C++ Memory Management
Common Bugs
C++ is not memory-safe. The language provides a number of primitives that, when used incorrectly or with insufficient consideration for object lifetimes, can result in crashes or undefined behavior. These are often very serious bugs, since they can readily be used in security exploits. Let’s look at the most common bug types:
Use After Free (UAF)
When a reference (Foo&
) or pointer (Foo*
) to an object is used after the
object has already been destroyed, the resulting bug is called “use after free”.
In the best case, the result will be a segfault, and the program will simply
crash. If the freed memory has already been reallocated, though, then the
program may continue running with undefined behavior.
Example:
Foo* GetFoo() {
Foo foo; // |foo| is allocated on the stack
// and will be destroyed when the function returns.
return &foo;
}
void main() {
Foo* foo_ptr = GetFoo();
foo_ptr->DoSomething(); // The Foo has already been destroyed.
}
To avoid this bug, smart pointers (e.g. std::unique_ptr
,
base::WeakPtr
) should be preferred to raw pointers and references whenever
memory is heap allocated. Never pass around raw pointers unless you can
guarantee that the object will outlive any calls against it.
Passing raw pointers/references can be OK, for example, when object A owns object B, and A passes a A* to B.
// Good:
class Foo {
public:
void CreateBar() {
// It's OK to pass a raw pointer here, since Foo owns the Bar, and Foo is
// guaranteed to live longer than Bar.
bar_ = std::make_unique<Bar>(/*foo_ptr=*/this);
}
private:
std::unique_ptr<Bar> bar_;
};
But if Foo does not keep ownership of Bar, that same example is much more problematic:
// Bad:
class Foo {
public:
std::unique_ptr<Bar> CreateBar() {
// This is dangerous! Foo gives ownership of the Bar to the caller of this
// function, so there is no guarantee that the Foo won't be destroyed
// before Bar.
return std::make_unique<Bar>(/*foo_ptr=*/this);
}
};
Buffer Overflow
C and C++ allow the programmer to perform arithmetic operations on pointers as a means to traverse data structures like arrays. These operations are not guaranteed to be safe, so arithmetic errors when writing to an array with a raw pointer can result in writing to neighboring regions of memory. This can lead to exploitable bugs.

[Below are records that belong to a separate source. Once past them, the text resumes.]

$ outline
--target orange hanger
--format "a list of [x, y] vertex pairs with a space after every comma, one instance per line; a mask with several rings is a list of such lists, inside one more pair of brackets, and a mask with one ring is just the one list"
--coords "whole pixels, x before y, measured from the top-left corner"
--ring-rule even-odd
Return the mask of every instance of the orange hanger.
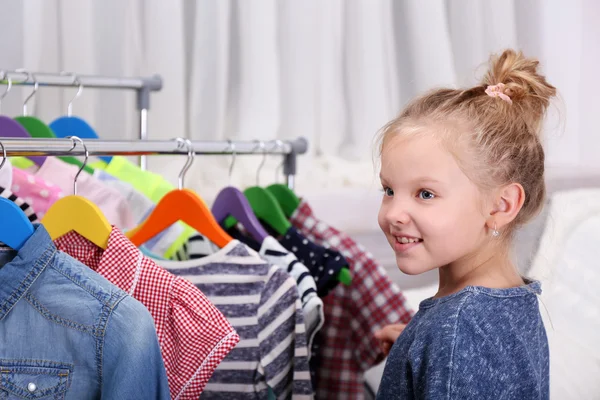
[[140, 226], [127, 232], [136, 246], [141, 246], [174, 223], [181, 221], [223, 248], [233, 238], [221, 228], [204, 201], [192, 190], [183, 189], [183, 177], [194, 161], [194, 150], [189, 140], [178, 138], [188, 146], [188, 161], [179, 174], [179, 188], [167, 193]]

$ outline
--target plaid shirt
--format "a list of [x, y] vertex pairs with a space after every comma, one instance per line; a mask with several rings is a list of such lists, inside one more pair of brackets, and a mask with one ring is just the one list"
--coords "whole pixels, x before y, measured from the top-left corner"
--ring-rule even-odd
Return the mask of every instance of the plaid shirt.
[[129, 293], [154, 318], [173, 399], [197, 400], [240, 338], [204, 294], [145, 257], [113, 227], [106, 250], [75, 232], [56, 247]]
[[323, 299], [325, 325], [317, 398], [362, 399], [364, 371], [384, 359], [375, 331], [408, 323], [413, 312], [373, 255], [345, 233], [318, 220], [304, 200], [291, 221], [308, 239], [341, 252], [352, 273], [350, 286], [338, 285]]

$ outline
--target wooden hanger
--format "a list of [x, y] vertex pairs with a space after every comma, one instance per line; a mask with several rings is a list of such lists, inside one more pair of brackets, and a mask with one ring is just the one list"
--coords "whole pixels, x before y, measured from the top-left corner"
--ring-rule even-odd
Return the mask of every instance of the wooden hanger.
[[[0, 146], [4, 156], [0, 163], [2, 169], [6, 162], [6, 149], [2, 143]], [[4, 197], [0, 197], [0, 221], [0, 241], [15, 250], [20, 250], [35, 231], [21, 207]]]
[[[85, 166], [89, 157], [85, 143], [76, 136], [72, 136], [70, 139], [73, 140], [75, 146], [76, 140], [81, 142], [85, 150], [85, 160], [83, 162]], [[42, 218], [42, 224], [52, 240], [75, 231], [96, 246], [106, 249], [112, 226], [97, 205], [85, 197], [77, 195], [77, 177], [79, 177], [81, 171], [83, 171], [83, 167], [75, 175], [73, 195], [63, 197], [54, 203]]]
[[139, 227], [127, 232], [127, 237], [136, 246], [141, 246], [174, 223], [182, 221], [223, 248], [233, 238], [219, 226], [204, 201], [194, 191], [183, 189], [183, 178], [194, 161], [194, 150], [189, 140], [177, 140], [188, 147], [188, 161], [179, 174], [178, 189], [167, 193]]

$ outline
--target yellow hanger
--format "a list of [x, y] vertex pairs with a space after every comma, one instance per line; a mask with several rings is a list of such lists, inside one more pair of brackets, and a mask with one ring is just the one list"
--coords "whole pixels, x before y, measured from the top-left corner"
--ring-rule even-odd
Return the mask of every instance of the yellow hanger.
[[77, 147], [76, 140], [81, 142], [85, 151], [85, 160], [75, 175], [73, 195], [63, 197], [54, 203], [42, 218], [42, 224], [52, 240], [75, 231], [96, 246], [106, 249], [112, 226], [97, 205], [77, 195], [77, 178], [87, 164], [89, 153], [83, 140], [77, 136], [69, 138], [73, 141], [73, 149]]

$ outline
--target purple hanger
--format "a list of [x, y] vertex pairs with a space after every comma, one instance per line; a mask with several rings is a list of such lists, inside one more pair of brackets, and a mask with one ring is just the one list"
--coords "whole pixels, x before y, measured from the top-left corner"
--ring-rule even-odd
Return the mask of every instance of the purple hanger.
[[233, 186], [228, 186], [219, 192], [211, 211], [219, 223], [231, 215], [244, 226], [254, 239], [261, 243], [269, 236], [265, 228], [258, 222], [246, 196]]
[[[0, 115], [0, 137], [31, 139], [23, 125], [5, 115]], [[46, 159], [44, 156], [28, 156], [27, 158], [38, 166], [42, 165]]]

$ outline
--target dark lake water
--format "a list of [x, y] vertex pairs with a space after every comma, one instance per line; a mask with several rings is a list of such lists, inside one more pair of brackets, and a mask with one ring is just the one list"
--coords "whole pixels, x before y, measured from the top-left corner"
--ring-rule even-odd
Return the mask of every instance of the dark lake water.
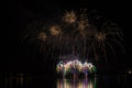
[[0, 80], [0, 88], [132, 88], [131, 75], [97, 75], [74, 80], [19, 73], [1, 75]]

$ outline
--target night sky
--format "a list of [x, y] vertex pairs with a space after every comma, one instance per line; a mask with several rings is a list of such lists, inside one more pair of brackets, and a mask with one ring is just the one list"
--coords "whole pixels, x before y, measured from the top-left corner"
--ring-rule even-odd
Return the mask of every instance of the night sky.
[[[76, 1], [76, 0], [75, 0]], [[9, 70], [44, 70], [43, 54], [35, 48], [28, 48], [20, 44], [21, 35], [28, 24], [54, 16], [64, 10], [97, 10], [102, 15], [119, 25], [124, 34], [125, 53], [118, 51], [113, 65], [132, 68], [132, 34], [131, 6], [129, 2], [90, 2], [88, 0], [70, 1], [18, 1], [9, 2]], [[7, 64], [7, 62], [6, 62]]]

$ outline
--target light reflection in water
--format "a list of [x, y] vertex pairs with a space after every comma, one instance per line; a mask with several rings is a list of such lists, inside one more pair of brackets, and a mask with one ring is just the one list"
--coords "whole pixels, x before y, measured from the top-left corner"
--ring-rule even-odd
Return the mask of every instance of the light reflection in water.
[[57, 88], [97, 88], [96, 78], [91, 79], [57, 79]]

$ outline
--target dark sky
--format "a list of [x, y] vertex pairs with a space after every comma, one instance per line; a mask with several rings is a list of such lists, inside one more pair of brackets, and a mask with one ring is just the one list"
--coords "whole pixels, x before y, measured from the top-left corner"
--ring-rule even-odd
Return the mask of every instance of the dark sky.
[[[76, 0], [75, 0], [76, 1]], [[41, 56], [31, 56], [32, 53], [20, 50], [20, 35], [23, 30], [34, 20], [41, 20], [53, 14], [59, 13], [64, 10], [73, 9], [88, 9], [97, 10], [97, 12], [107, 19], [116, 22], [123, 31], [125, 54], [120, 56], [117, 61], [130, 67], [132, 59], [132, 34], [131, 34], [131, 6], [129, 2], [91, 2], [88, 0], [78, 0], [77, 2], [64, 1], [18, 1], [9, 2], [9, 68], [19, 69], [29, 68], [37, 69], [43, 68]], [[34, 52], [35, 53], [35, 52]], [[19, 66], [19, 67], [18, 67]], [[32, 67], [33, 66], [33, 67]], [[132, 65], [131, 65], [132, 66]]]

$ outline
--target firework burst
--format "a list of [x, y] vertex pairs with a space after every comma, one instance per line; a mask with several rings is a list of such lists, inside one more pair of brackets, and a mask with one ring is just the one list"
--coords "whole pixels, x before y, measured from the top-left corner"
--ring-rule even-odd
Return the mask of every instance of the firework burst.
[[[52, 53], [54, 57], [58, 53], [76, 53], [90, 57], [91, 54], [94, 58], [98, 59], [100, 52], [107, 57], [106, 46], [112, 52], [114, 52], [113, 43], [122, 46], [121, 30], [110, 21], [99, 23], [100, 18], [91, 20], [86, 10], [66, 11], [59, 20], [51, 21], [48, 24], [33, 23], [24, 35], [30, 44], [37, 42], [37, 46], [44, 52], [44, 55]], [[53, 24], [53, 22], [55, 23]]]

Consider, what’s the worst-case scenario for code like the following?
class Bar {
public:
void GetNameFromQuestionableSource() {
char* name = HttpGet("http://evil.com/name");
char* ptr = name_;
while (name) {
(*ptr) = *name;
ptr++;
name++;
}
std::move(callback_).Run();
}
private:
void FireTheMissiles();
char[10] name_;
base::OnceClosure callback_;
};
Since the bounds of the char array are not checked, an attacker could write past
the end of the array and put whatever memory address they like into the
callback. &Bar::FireTheMissiles
might be an interesting choice.
So, how can we avoid this kind of bug?
- Always prefer using safer data structures like
std::vector
,std::array
, orstd::string
over raw arrays. - Avoid performing arithmetic on pointers. Use iterators or indices instead.
- It’s never a bad idea to check the size of the container you’re writing into.
Invalid Iterator
Another related problem to be wary of is that modifying a container usually invalidates any iterators on that container. E.g.
void main() {
std::vector<int> nums = {1, 2, 3, 4, 5, 6, 7, 8, 9};
for (auto it = nums.begin(); it != nums.end(); it++) {
if ((*it) % 2 == 0) {
nums.erase(it); // Erasing from the vector invalidates the iterator.
}
}
}
There are a number of ways to avoid this issue:
-
Keep a separate list of the modifications you want to make, and perform them afterwards.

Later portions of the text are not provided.